As children, we are experts of new beginnings. We constantly do things we never did before, and most of the time we do it without blinking an eye. But then, slowly but steadily, doubt creeps into us and inhabits our curious mind.
It’s funny, when I was a kid I always thought grown-ups were never scared. That I would eventually not be scared anymore. But sadly, I realised the opposite is true: the older I get, the more scared I become. Or, better: worried. Especially when doing something new. When have I ever started anything new without racking my brain about how it will go, whether I will do well in it, is it the right choice, what if… ?! So on this day, the day of ghosts and horror films, I am particularly scared, and I think it’s because it’s a day of new beginnings, making changes, start something new.
I know, this might not be super obvious. Usually, we connect spring times with new beginnings, with its flowers popping out and nature awakening from the death that was winter. But think about it: The life of the flower doesn’t start in the moment the blossom unfolds. It starts now, when the seeds are deep in the earth and in the dark. I always feel that the air of autumn is filled with newness, it might be because as a kid and student, this was really the time when the new year started and you got new classes, met new people, got new chances.

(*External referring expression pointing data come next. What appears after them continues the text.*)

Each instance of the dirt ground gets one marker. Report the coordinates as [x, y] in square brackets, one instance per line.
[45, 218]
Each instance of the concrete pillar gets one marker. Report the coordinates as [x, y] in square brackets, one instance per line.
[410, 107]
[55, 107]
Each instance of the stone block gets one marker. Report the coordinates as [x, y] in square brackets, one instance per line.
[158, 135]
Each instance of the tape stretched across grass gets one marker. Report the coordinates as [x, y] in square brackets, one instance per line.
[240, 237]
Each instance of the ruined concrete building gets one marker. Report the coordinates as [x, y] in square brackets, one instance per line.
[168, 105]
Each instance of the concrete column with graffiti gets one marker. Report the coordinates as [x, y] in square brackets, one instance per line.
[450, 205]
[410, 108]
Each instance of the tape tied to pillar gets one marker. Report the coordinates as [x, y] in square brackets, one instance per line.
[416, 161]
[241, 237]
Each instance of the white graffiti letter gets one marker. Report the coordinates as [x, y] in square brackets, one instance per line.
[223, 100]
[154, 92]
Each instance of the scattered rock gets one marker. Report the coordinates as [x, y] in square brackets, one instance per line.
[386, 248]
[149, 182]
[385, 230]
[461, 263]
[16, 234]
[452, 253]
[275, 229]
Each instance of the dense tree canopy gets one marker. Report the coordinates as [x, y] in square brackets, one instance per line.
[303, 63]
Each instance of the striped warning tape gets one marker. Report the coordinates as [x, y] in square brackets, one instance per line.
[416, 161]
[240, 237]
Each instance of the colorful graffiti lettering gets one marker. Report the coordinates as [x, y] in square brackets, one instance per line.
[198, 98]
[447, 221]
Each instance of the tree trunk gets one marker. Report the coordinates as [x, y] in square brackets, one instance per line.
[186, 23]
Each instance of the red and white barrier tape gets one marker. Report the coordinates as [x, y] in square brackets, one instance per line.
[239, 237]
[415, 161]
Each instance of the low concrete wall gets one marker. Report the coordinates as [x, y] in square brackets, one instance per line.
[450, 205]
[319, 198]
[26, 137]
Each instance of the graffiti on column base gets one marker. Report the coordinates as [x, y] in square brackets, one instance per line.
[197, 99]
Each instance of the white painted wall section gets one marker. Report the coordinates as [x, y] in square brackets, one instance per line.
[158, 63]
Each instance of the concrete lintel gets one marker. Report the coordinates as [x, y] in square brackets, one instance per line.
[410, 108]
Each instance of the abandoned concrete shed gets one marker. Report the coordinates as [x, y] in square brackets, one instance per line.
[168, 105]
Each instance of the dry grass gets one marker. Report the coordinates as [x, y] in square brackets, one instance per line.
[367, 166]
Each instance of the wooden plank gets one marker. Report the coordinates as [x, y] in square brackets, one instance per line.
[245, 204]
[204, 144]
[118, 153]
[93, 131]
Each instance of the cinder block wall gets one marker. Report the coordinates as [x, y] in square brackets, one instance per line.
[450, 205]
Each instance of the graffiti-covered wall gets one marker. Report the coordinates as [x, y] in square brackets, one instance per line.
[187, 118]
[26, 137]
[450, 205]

We are half way between the longest day (summer solstice in June) and the longest night (winter solstice in December), and while we enter the darkest times of the year, which many of find daunting and depressing, we actually enter a precious time: a time for reflection, for stillness and turning inward. Putting seeds in the ground so they can grow when it’s time. Which flowers do you want to see blossoming in spring? Which fruits do you want to harvest next year? These are the choices you can make right now.

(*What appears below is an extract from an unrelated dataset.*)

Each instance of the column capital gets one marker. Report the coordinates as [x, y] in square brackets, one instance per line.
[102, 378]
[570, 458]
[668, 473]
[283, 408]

Everything new starts with a seed – an intention, an idea, a choice.
Now is a time to put your seeds out. And that can be scary! If you really mean it, if you are honest with yourself, if you commit to this intention, you make yourself vulnerable. You cannot know what this will bring, if it will work out, if your effort will be rewarded – and this can be anything: making a choice about your career, your relationships, your physical or mental health. If you commit to a change, you’ll have to let go of the old – the old you and your old narratives, the old ways of how things worked (and were you could be certain they worked, they just didn’t make you happy…). This letting go can be painful and scary. Because old patterns and thoughts and habits are very stubborn and in the moment they feel threatened they will roar like a lion and rise up against you with all their might. You are confronted with your own ghosts. Ahh!

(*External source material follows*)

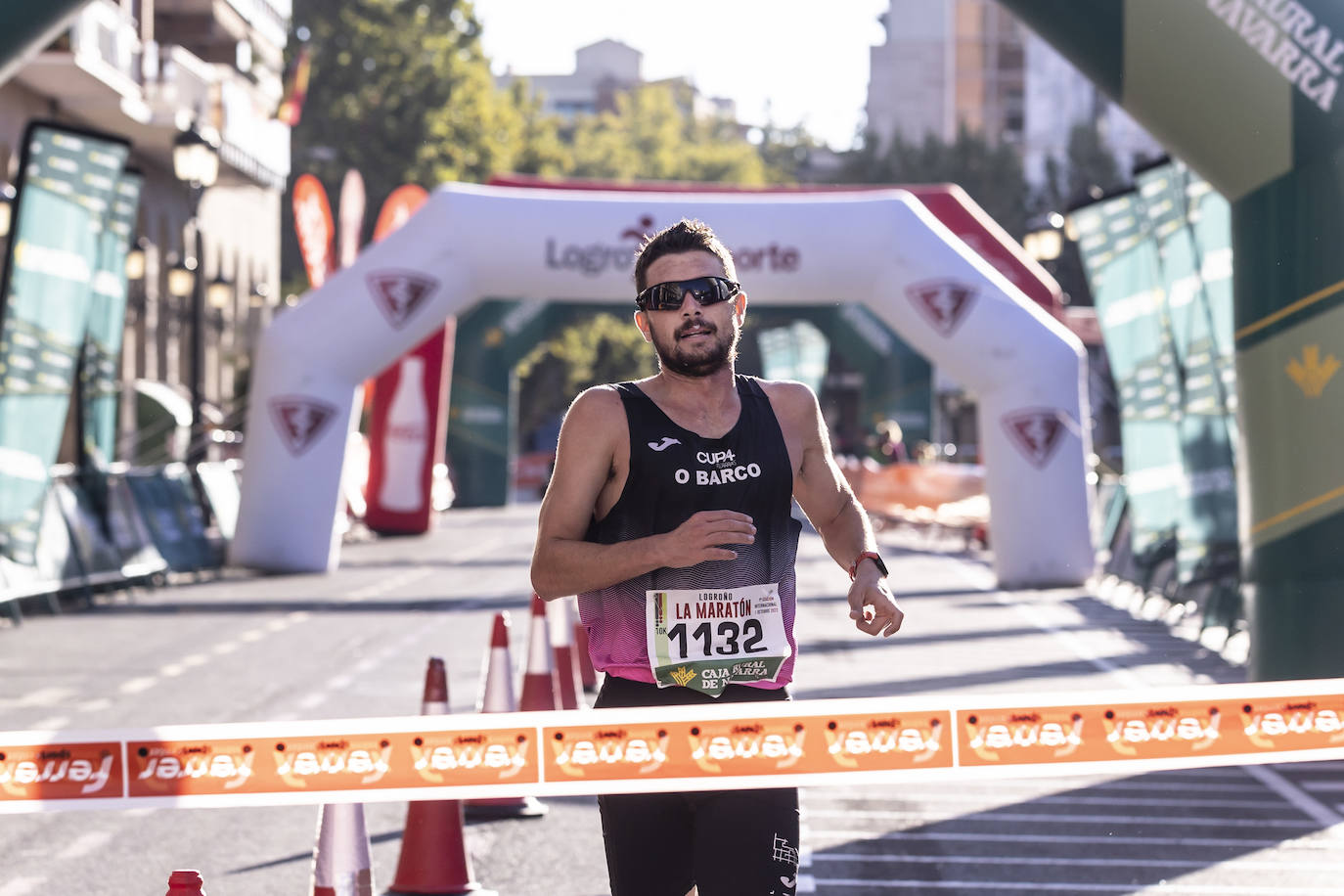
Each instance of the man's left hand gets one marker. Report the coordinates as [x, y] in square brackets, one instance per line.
[872, 605]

I am in the middle of a big new beginning right now, and I certainly see my ghosts all around me. I can almost not see anything else but ghosts. I have set intentions for changes, and now I am scared to take steps to manifest them. What if it doesn’t work out, what if I waste my time, what if I will never… – oh, worrying old mind!
I am thinking of children again and how they are experts in new beginnings and I promise myself just to take baby steps in two senses: doing small little tiny things everyday to nourish my seed, and taking on that childlike attitude of curiosity and excitement. Excitement is almost the same feeling as fear, just without making you feel small and threatened. It makes you feel your heart pounding.
So this is how I celebrate Halloween: confronting my ghosts as I am starting an adventure and screaming silently in excitement. I cannot know, but I trust I’ll harvest sweets in the future.